Buy in the UK | Buy in Canada

Reading Eric Stone is, in some ways, quite like reading Andrew Vachss: the content is frequently unpleasant and the writing is wonderful. The characters are seldom people one would want to know, but how the writer portrays those characters makes them incredibly real. GRAVE IMPORTS is an impressive second novel from Stone, who writes eloquently about the more sordid aspects of Asia.

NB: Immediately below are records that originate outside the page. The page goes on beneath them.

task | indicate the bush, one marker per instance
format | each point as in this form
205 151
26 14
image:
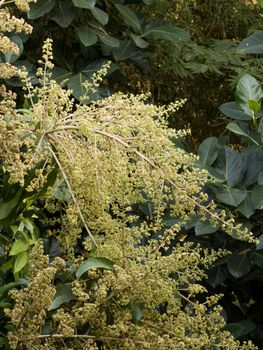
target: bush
80 268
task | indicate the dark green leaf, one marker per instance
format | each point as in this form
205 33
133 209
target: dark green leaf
241 328
246 207
231 110
257 197
63 14
252 44
85 4
7 207
139 41
40 8
94 263
165 32
257 259
238 265
207 151
260 177
108 40
254 106
237 130
18 247
123 51
100 15
234 166
229 196
129 17
87 36
63 295
20 261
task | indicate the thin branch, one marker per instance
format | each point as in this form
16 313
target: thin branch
72 195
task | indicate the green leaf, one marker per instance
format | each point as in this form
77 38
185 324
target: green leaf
260 177
94 263
20 262
257 196
252 44
239 329
165 32
40 8
123 51
63 14
232 110
108 40
229 196
129 17
257 259
248 88
85 4
234 166
63 295
87 36
207 151
237 130
238 265
18 247
246 207
139 41
254 106
100 15
7 207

Ray Sharp has changed jobs since THE LIVING ROOM OF THE DEAD. No longer a journalist, he uses the same skills to do investigations of businesses for possible investors. His latest client wants to know about a firm that sells art supplies and does framing. Sharp needs a stand for a totem pole of heads from Irian Jaya, the Indonesian part of New Guinea, and he uses that as the reason for checking out the store. He is offered a chance to possibly buy some Khmer antiquities.

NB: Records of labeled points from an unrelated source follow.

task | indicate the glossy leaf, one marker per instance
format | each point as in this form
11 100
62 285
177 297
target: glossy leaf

Ray can’t walk away from something without knowing everything; he’s not a man whose curiosity, once piqued, is easily appeased. This brings him lots of grief, and seems to be particularly hard on any woman with whom he has any relationship more complex than one might have with a shopkeeper. In GRAVE IMPORTS, he runs afoul of an ex-South Vietnamese general, spends a surprisingly short amount of time in a prison camp, and generally finds himself in unpleasant circumstances.

Stone, in his author’s notes, states that several of the incidents in GRAVE IMPORTS are based upon events which happened to him or to people he knows. Stone takes fact, which is interesting enough, and makes it into fiction that is compelling and troubling. While one may perhaps not want to actually know Ray Sharp personally, he is quite interesting to read about and his particular brand of ethics is not common in today’s world. GRAVE IMPORTS is proof that Stone’s first book wasn’t a fluke. This man can write.